Matias Gonzalez Chavajay

Originality: Moderate, but this painting set the standard for the theme.

Matias Gonzalez Chavajay has elevated this work from a exact painted record of the festival to a fanciful memory of the event. The voladores, who are dressed as angels, look as if they are actually flying. This gives the painting a mystical aspect absent from other artist’s versions of this theme. The painting depicts a festival at which a masked dance, the Palo Volador, is performed. Most masked dances mix the customs of the ancient Mayan religion with the customs of the Catholic Church. Mayan shaman priests perform ceremonies when the tree for the pole is selected, cut and transported to the town. A live rooster is placed in the hole for the pole with the pole placed on top of him, this sacrifice ensuring the safety of the voladores.

The Palo Volador is performed both in Mexico and Guatemala. Demetrio Sodi writes in a book produced about and by the National Museum of Anthropology of Mexico:

El Volador (The Birdman) is one of the most spectacular dances.... It is one of the most authentically preserved from pre-Hispanic times, although the costumes now reflect a European influence. Five men are chosen to perform the dance. In the past, the dancers dressed as eagles or other birds. One is the captain and four take the roles of birdmen. A tall, strong, straight tree is stripped of its branches and bark and set upright in the main square of the town. A wooden cylinder is attached to the top of the trunk, with a frame from which hang the four ropes to which the birdmen are tied. The captain stands on top of the cylinder, playing a drum and flute, and dances, turning to the four corners of the universe. Then the four birdmen, tied by their ankles and hanging head down, slowly descend . The number of circles they turn before touching the earth varies, but in pre-Hispanic times, and even now on certain occasions, they circled thirteen times. The number of turns multiplied by the four birdmen equals the number of years of the pre-Hispanic calendar: fifty two, divided by four, thirteen year periods. El Volador undoubtedly has an intimate relation to worship of the sun. The captain who turns toward the cardinal points and the birdmen dressed as eagles (birds of the sun), make this clear.

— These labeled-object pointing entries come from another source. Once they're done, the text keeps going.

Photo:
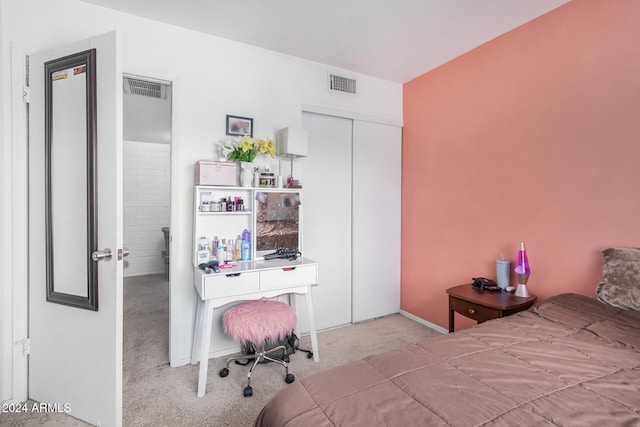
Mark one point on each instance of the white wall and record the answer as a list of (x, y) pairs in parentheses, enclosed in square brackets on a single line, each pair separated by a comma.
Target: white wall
[(5, 229), (146, 200), (213, 77)]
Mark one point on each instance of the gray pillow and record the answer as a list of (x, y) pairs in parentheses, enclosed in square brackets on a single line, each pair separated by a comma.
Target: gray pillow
[(620, 286)]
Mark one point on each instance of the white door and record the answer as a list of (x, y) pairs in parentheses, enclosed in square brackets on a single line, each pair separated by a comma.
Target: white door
[(75, 362), (377, 188), (326, 178)]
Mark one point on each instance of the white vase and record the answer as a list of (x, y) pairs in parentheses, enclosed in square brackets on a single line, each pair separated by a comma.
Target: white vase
[(246, 174)]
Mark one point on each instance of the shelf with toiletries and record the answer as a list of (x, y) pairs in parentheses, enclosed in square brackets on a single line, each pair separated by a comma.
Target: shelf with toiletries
[(238, 224)]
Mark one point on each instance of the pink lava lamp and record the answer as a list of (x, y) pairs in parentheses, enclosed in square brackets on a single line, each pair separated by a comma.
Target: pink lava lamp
[(522, 272)]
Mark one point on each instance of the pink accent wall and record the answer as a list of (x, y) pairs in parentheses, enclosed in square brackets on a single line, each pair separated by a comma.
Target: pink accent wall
[(533, 136)]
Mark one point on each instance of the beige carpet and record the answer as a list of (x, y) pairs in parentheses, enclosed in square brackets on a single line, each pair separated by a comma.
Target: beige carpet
[(157, 395)]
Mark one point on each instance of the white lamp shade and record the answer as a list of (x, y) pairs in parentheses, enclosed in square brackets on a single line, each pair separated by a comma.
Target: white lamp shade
[(292, 142)]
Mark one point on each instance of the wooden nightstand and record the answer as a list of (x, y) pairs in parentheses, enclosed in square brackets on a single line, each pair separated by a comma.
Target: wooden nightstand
[(481, 305)]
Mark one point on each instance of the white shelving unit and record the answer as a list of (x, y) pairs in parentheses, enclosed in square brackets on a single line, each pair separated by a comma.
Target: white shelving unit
[(230, 224)]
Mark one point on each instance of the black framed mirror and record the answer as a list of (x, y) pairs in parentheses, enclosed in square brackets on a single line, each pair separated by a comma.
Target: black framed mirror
[(277, 221), (71, 180)]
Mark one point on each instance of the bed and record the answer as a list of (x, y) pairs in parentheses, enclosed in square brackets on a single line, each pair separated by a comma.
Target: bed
[(569, 360)]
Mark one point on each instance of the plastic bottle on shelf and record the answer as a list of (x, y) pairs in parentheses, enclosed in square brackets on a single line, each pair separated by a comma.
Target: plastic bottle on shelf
[(222, 251), (246, 250), (214, 247), (203, 252), (231, 252), (238, 248)]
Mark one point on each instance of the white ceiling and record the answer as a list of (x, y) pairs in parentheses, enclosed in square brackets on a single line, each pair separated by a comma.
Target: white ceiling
[(395, 40)]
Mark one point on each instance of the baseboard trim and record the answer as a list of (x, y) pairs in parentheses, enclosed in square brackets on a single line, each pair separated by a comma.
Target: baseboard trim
[(424, 322)]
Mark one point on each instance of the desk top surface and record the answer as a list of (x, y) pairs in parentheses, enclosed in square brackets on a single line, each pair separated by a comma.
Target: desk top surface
[(257, 265)]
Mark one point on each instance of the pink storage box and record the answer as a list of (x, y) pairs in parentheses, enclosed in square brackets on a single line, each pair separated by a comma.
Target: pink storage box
[(209, 172)]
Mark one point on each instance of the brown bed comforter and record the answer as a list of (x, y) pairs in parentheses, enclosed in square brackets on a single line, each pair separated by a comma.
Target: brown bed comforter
[(569, 360)]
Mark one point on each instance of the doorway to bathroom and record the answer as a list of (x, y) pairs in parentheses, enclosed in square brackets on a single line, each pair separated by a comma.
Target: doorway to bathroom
[(147, 104)]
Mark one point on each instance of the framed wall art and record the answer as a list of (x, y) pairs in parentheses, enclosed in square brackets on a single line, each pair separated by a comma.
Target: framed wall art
[(239, 126)]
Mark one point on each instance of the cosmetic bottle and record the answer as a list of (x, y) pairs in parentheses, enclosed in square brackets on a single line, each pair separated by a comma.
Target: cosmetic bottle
[(246, 250), (203, 252), (238, 248), (214, 247), (222, 253), (230, 250)]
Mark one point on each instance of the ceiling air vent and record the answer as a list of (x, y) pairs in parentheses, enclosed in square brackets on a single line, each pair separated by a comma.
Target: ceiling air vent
[(342, 84), (144, 88)]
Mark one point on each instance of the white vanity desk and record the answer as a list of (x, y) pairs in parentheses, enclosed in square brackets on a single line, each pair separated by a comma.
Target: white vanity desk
[(248, 280)]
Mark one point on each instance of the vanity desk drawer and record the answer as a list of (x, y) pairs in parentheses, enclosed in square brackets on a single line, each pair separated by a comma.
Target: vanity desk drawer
[(222, 285), (288, 277)]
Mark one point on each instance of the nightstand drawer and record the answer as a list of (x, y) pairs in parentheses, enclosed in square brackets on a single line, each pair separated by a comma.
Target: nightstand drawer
[(233, 284), (288, 277), (473, 311)]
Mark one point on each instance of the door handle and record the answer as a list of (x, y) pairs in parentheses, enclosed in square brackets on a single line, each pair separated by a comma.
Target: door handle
[(122, 253), (104, 254)]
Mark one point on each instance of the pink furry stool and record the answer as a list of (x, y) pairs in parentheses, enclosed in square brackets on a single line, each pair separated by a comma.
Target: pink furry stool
[(258, 323)]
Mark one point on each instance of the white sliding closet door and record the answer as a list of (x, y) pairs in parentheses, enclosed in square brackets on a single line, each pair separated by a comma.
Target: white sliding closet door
[(377, 184), (326, 178)]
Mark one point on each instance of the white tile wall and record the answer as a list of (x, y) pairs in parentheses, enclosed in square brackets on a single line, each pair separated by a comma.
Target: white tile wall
[(146, 205)]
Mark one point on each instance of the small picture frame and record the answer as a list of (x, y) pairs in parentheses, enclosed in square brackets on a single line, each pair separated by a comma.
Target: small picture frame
[(239, 126)]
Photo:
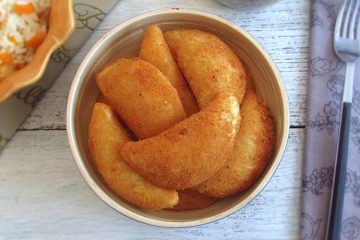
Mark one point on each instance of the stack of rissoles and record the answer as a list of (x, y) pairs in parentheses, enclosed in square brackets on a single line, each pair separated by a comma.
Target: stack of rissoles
[(181, 126)]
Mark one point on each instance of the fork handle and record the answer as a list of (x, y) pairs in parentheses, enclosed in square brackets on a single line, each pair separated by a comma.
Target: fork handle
[(338, 192)]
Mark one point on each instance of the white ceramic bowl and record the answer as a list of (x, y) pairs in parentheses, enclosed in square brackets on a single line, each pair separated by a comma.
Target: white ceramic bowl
[(124, 41), (61, 25)]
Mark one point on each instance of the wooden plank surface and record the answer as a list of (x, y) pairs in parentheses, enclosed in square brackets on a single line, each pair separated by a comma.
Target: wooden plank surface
[(42, 195), (281, 29)]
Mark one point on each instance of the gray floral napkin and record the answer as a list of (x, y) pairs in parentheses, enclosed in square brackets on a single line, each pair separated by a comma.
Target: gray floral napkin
[(325, 87), (13, 111)]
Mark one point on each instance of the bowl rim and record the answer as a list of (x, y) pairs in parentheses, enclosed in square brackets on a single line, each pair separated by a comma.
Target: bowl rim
[(42, 54), (73, 100)]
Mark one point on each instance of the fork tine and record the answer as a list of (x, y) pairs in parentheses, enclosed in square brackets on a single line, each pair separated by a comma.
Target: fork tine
[(354, 19), (341, 19), (348, 12), (356, 22)]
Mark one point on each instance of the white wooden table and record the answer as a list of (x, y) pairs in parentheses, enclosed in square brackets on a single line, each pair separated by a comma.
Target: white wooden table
[(42, 195)]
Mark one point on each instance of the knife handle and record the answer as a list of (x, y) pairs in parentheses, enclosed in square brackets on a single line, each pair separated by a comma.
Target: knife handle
[(338, 192)]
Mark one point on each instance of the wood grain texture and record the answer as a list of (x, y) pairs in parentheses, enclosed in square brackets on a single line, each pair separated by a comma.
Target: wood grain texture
[(42, 195), (282, 29)]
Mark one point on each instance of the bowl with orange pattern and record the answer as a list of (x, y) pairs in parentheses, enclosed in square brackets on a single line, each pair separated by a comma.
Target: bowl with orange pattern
[(24, 54)]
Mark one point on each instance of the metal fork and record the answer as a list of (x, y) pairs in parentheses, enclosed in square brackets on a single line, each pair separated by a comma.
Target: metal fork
[(347, 48)]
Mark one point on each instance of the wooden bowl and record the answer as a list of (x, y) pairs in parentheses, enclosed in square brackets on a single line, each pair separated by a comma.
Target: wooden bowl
[(61, 25), (124, 40)]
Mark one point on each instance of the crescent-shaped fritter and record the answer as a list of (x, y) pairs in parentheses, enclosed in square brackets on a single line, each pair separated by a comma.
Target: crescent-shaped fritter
[(141, 95), (253, 149), (208, 64), (105, 135), (192, 200), (189, 152), (155, 51)]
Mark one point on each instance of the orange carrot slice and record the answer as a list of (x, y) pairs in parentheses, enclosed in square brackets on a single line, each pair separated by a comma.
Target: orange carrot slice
[(12, 39), (6, 58), (23, 8), (35, 40)]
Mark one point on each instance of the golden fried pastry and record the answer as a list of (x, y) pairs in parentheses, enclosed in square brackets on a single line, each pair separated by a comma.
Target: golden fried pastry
[(191, 200), (207, 63), (155, 51), (253, 149), (105, 135), (141, 95), (189, 152), (102, 99)]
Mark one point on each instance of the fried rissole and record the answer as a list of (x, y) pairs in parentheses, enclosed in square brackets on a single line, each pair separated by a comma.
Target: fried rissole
[(105, 135), (142, 96), (253, 149), (208, 64), (155, 51), (189, 152), (192, 200)]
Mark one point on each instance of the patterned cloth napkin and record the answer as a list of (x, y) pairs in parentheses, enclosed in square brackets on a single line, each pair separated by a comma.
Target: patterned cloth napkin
[(13, 111), (326, 78)]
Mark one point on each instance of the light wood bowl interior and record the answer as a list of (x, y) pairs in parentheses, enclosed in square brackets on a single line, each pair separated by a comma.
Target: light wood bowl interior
[(61, 25), (124, 41)]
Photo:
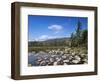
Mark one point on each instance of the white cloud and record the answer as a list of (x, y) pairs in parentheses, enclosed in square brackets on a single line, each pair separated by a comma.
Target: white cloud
[(44, 37), (56, 28)]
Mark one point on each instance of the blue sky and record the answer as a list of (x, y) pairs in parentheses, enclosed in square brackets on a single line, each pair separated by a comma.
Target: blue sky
[(48, 27)]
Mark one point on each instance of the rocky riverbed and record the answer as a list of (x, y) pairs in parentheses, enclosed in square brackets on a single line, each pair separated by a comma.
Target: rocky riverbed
[(57, 57)]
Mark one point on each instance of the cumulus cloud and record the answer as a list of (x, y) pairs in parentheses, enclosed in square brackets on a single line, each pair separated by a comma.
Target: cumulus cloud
[(44, 37), (56, 28)]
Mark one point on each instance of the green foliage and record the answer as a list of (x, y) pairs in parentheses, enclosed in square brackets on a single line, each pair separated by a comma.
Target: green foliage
[(79, 38)]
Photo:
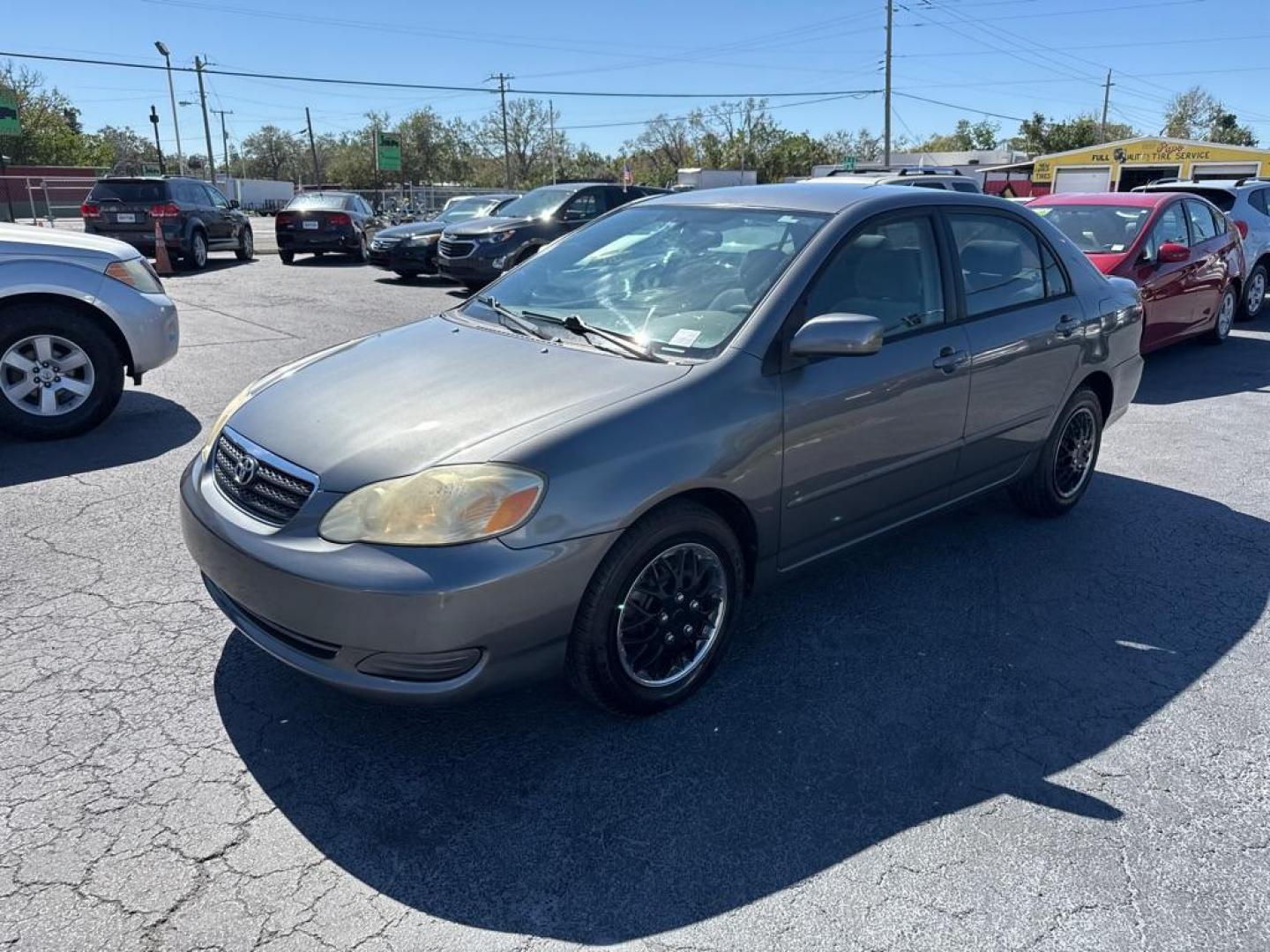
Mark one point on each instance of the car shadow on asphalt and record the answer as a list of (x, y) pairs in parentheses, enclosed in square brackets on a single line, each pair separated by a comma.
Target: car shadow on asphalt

From the traje [dress] of people in the painting we can tell that the festival is taking place in Chichicastenango, and that this is the dance as it was performed some time ago. The women’s huipiles [blouses] have evolved since then. The traje tells us that the musicians are from Sololá, a town about three hours walking distance from Chichicastenango. Below the pole, dancers dressed as colorfully caped Spaniards (fanciful Mayan ideas of what Spaniards looked like) interact with jaguar and monkey dancers (remnants of pre-Columbian dances). This painting shows the contemporary Mayan culture which on the face may look Catholic, but which hides the ancient Mayan traditions underneath.